Ten years later, ‘Late Registration’ reveals depths of Kanye’s ambition
Matthew Munhall | Tuesday, September 1, 2015
While accepting the Video Vanguard Award at the MTV VMAs on Sunday night, Kanye West used his speech to reflect on the consequences that have followed every time he’s spoken his mind. This week is a fitting time for West to reflect on the subject, arriving six years since he interrupted Taylor Swift at the VMAs and a decade since he claimed that, “George Bush doesn’t care about black people,” on a live Hurricane Katrina benefit — two moments that forever altered the public perception of West. Yet just as he seemed to be apologizing to Swift, he veered right, instead calling out MTV for capitalizing on the incident and passionately defending all the moments he’s stood up for artistry and creativity.
“I don’t know what I’m gonna lose after this,” West concluded toward the end of his nearly 11-minute speech. “It don’t matter, though, because it ain’t about me. It’s about ideas, bro. New ideas! People with ideas! People who believe in truth!”
West’s second album, “Late Registration,” which turns 10 years old this week, is the best illustration that a desire for new ideas has always been at the heart of his career. Arriving a year and a half after “The College Dropout,” still one of the most celebrated debuts of the century so far, “Late Registration” was even better and revealed the depths of his ambition. Its release was the moment when West was revealed not to be just a promising newcomer but a pop music auteur, hell-bent on pushing the conversation forward at all costs.
West’s best quality as an artist has always been his skill as a curator, his ability to reach out to the people with the best ideas and incorporate them into his vision. On “Late Registration,” the most inspired move was recruiting Jon Brion, best known for his collaborations with Fiona Apple, as a co-producer. Rather than just regurgitating the pitched soul samples of “College Dropout,” Brion lent orchestral grandeur to West’s productions; his involvement resulted in a rap music “Pet Sounds,” a baroque-inspired album that revels in its rich sonic palette.
This expert curatorial sense extends to the album’s choice of guests. West coaxes out Jay Z’s best verse of the mid-aughts on the remix of “Diamonds from Sierra Leone” (with its instantly quotable “I’m not a businessman, I’m a business, man” line) and recruits Nas and Cam’ron for the triumphant “We Major.” He even manages to make Adam Levine’s white-bread croon palatable on “Heard ‘Em Say.”
“Late Registration” explores the contradiction that’s always been at the heart of West’s work.

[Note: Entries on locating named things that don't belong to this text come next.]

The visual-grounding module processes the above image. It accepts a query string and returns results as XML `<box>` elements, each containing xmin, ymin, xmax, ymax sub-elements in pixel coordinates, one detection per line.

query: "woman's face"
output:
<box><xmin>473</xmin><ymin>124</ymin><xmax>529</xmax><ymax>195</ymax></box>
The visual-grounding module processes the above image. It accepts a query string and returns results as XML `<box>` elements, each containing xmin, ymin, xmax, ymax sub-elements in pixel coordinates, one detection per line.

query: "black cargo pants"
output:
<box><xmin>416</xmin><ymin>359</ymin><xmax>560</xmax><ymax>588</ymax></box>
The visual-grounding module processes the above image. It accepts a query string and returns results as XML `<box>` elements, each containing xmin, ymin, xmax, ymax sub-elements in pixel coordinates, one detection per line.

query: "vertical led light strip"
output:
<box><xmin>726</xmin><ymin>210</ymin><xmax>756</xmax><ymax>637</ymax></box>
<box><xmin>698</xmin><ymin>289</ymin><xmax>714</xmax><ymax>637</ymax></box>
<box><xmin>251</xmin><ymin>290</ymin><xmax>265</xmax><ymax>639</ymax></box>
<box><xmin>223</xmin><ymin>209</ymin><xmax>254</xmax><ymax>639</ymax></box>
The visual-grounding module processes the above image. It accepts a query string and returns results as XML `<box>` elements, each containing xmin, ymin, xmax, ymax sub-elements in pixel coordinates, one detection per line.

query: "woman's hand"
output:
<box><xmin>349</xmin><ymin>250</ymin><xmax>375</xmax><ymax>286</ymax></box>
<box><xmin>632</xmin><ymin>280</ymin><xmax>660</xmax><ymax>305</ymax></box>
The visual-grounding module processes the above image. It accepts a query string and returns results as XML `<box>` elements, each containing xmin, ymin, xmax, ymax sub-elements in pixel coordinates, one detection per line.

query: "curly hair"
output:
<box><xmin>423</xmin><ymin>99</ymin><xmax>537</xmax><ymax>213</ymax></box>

It’s an album where the goofy crossover hit “Gold Digger” — which spent 10 weeks at No. 1 — co-exists with “Crack Music,” a commentary on crack cocaine’s effects on black communities in the 1980s. “Hey Mama,” an ode to his beloved mother and the most affecting track of his career, is followed on the tracklist by the hedonistic “Celebration” (“It’s a celebration, b*****s!”). Yet, West ensures that the album coheres through the sheer force of his charismatic personality, which is at turns funny, sensitive, political, arrogant, self-deprecating and celebratory.
This is not to say that “Late Registration” is a perfect album; in fact, it’s far from it. At 70 minutes, the album runs long compared to the more concise albums that would follow. “Bring Me Down” and “Celebration” are pure filler, while the skits, about a fictional fraternity called Broke Phi Broke, now seem dated.
But none of this stops West from declaring on the final verse of “Gone,” “I’m ahead of my time, sometimes years out / So the powers that be won’t let me get my ideas out.” A decade later, his prediction does not seem so ridiculous. The album is not West’s greatest masterpiece — that honor still goes to “My Beautiful Dark Twisted Fantasy” — but it’s perhaps most representative of his career as a whole: sprawling, imperfect and full of contradictions, yet endlessly compelling, innovative and influential. West’s speech at the VMAs showed that he’s never stopped arguing for his own importance, and when you listen to “Late Registration,” you understand why.